Quando perguntamos a que dificuldades se refere, José Augusto fala em dívidas. Só isso. Desconhecia que em Fevereiro de 2010, o pai do neto fora condenado a pagar uma multa de 480 euros por um crime de ofensa à integridade física. E uns meses mais tarde, em Março de 2011, a um ano e 10 meses de prisão, com pena suspensa, por violência doméstica. Conhecia apenas que há cerca de dois anos as autoridades lhe apreenderam na Quinta dos Guardais alguns animais exóticos que teriam sido roubados.

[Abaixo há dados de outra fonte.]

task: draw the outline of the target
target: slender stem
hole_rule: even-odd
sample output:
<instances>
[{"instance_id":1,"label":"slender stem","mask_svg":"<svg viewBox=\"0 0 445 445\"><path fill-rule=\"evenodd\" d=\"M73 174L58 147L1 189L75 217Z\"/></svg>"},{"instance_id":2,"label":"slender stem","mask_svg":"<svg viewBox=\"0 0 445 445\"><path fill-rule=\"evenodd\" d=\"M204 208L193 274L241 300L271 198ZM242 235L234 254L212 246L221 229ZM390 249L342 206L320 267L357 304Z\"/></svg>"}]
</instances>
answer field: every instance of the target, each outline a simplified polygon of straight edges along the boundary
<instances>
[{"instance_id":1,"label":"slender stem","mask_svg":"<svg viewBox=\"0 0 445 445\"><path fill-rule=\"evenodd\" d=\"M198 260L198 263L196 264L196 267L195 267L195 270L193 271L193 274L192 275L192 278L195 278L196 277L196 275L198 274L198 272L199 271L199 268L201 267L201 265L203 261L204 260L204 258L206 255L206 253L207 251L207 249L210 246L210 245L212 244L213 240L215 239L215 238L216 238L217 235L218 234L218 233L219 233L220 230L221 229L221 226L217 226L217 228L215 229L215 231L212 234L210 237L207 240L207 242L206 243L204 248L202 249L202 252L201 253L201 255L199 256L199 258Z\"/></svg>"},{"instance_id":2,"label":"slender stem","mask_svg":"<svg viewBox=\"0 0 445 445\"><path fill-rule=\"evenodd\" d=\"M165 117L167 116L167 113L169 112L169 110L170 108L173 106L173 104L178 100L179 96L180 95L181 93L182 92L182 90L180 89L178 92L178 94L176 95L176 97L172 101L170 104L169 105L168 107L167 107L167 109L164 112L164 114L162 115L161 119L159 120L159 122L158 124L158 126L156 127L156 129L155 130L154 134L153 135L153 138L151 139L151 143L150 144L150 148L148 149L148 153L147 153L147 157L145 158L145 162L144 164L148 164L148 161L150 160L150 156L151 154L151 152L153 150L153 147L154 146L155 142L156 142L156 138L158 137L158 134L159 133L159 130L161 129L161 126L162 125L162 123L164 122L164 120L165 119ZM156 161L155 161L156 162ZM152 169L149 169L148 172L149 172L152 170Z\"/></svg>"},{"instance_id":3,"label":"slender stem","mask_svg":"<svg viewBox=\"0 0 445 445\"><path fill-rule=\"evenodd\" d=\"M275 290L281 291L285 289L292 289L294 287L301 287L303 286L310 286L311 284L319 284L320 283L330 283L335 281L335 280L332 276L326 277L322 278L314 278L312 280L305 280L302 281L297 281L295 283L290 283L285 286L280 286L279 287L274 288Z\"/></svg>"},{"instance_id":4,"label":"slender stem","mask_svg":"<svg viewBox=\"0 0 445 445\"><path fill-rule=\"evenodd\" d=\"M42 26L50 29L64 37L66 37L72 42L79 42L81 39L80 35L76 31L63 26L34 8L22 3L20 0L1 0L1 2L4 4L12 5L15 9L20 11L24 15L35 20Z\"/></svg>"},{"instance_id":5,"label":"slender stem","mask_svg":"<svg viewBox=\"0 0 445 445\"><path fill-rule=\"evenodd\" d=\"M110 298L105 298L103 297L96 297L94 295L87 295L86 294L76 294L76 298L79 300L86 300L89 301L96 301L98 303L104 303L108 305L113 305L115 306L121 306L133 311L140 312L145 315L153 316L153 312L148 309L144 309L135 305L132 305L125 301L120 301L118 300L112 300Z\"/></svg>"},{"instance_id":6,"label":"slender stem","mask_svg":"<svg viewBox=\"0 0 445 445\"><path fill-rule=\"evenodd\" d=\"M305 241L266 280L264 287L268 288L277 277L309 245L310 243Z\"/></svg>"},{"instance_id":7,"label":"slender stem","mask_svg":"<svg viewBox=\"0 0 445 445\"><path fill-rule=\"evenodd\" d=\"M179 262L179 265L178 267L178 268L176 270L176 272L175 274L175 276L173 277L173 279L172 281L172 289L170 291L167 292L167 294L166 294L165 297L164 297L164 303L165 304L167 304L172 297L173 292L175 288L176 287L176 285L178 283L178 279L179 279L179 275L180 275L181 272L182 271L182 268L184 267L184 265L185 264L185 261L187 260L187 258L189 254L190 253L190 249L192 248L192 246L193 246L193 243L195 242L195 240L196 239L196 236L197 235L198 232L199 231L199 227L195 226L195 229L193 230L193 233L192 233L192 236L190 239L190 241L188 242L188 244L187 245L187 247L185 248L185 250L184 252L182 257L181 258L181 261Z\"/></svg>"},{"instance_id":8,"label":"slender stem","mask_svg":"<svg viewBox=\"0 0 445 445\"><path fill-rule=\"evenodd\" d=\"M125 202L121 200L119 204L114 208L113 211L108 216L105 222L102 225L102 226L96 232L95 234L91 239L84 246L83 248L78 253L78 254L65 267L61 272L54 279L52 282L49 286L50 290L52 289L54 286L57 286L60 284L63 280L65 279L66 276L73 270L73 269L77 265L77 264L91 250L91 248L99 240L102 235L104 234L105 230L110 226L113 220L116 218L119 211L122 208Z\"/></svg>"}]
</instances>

Nada sabia sobre os insultos e as perseguições que visaram uma anterior companheira, veterinária em Aveiro, mãe da filha mais velha de Pedro João, uma menina de 10 anos. “O arguido, com a finalidade de assustar e limitar a liberdade de movimentos da ofendida e atemorizá-lo, durante largo período de tempo, estacionou, várias vezes, o veículo automóvel, em frente à [sua] residência (…) permanecendo, por vezes, horas no interior da viatura”, lê-se na sentença do tribunal de Aveiro.

Quando conheceu a veterinária, Pedro João já estava divorciado de uma enfermeira, que conhecera num internamento motivado por uma queda de cavalo. Estes animais proporcionam-lhe um novo amor: a veterinária dos cavalos da família. A união dura seis anos e dela nasce uma menina.

Em 2008 separam-se e, no ano seguinte, a antiga companheira apresenta uma queixa-crime que resultará, em 2011, numa condenação, confirmada nesse ano pela Relação de Coimbra. A discussão da guarda da menor não foi pacífica, mas em 2009, a menina é entregue à mãe. A decisão foi alterada há cerca de um mês. “A menina optou por ficar com o pai. Foi por vontade dela”, garante José Augusto. Facto é que a 20 de Setembro, o tribunal de Aveiro validou um acordo entre os pais que atribuiu a guarda da menor ao pai. “Face aos últimos acontecimentos, o tribunal efectuou diligências, tendo concluído que menina está muito bem cuidada, preservada das notícias que envolvem o pai”, afirma o juiz-presidente da comarca de Aveiro, Paulo Brandão, que confirma que a menor está a cargo dos avós paternos.

São eles um engenheiro agrónomo reformado e uma antiga professora de biologia, na casa dos 70 anos, que vivem no centro de Arouca. Além de Pedro João tem uma filha mais nova, bióloga marinha. “A família do pai era proprietária de metade da freguesia da Várzea”, conta Dario Pinto, antigo professor primário, amigo da família. “A mãe do pai era uma das donas de uma farmácia, que foi vendida há meia dúzia de anos”, explica Carlos Esteves, que foi comandante dos voluntários de Arouca mais de 30 anos e vizinho da família.

Confirma que montar a cavalo é uma das paixões de Pedro João, a par dos desportos radicais e da caça. Júlio Capela, não poupa elogios ao amigo, como ele, um aficionado pelas duas rodas. “Ultimamente ele tinha uma Honda 750 cc todo terreno”, precisa. De Pedro João recorda uma imagem: no dia da festa da Senhora da Lage, a ir de cavalo até à capela, em plena Serra da Freita. Com um adereço: um chapéu à cowboy.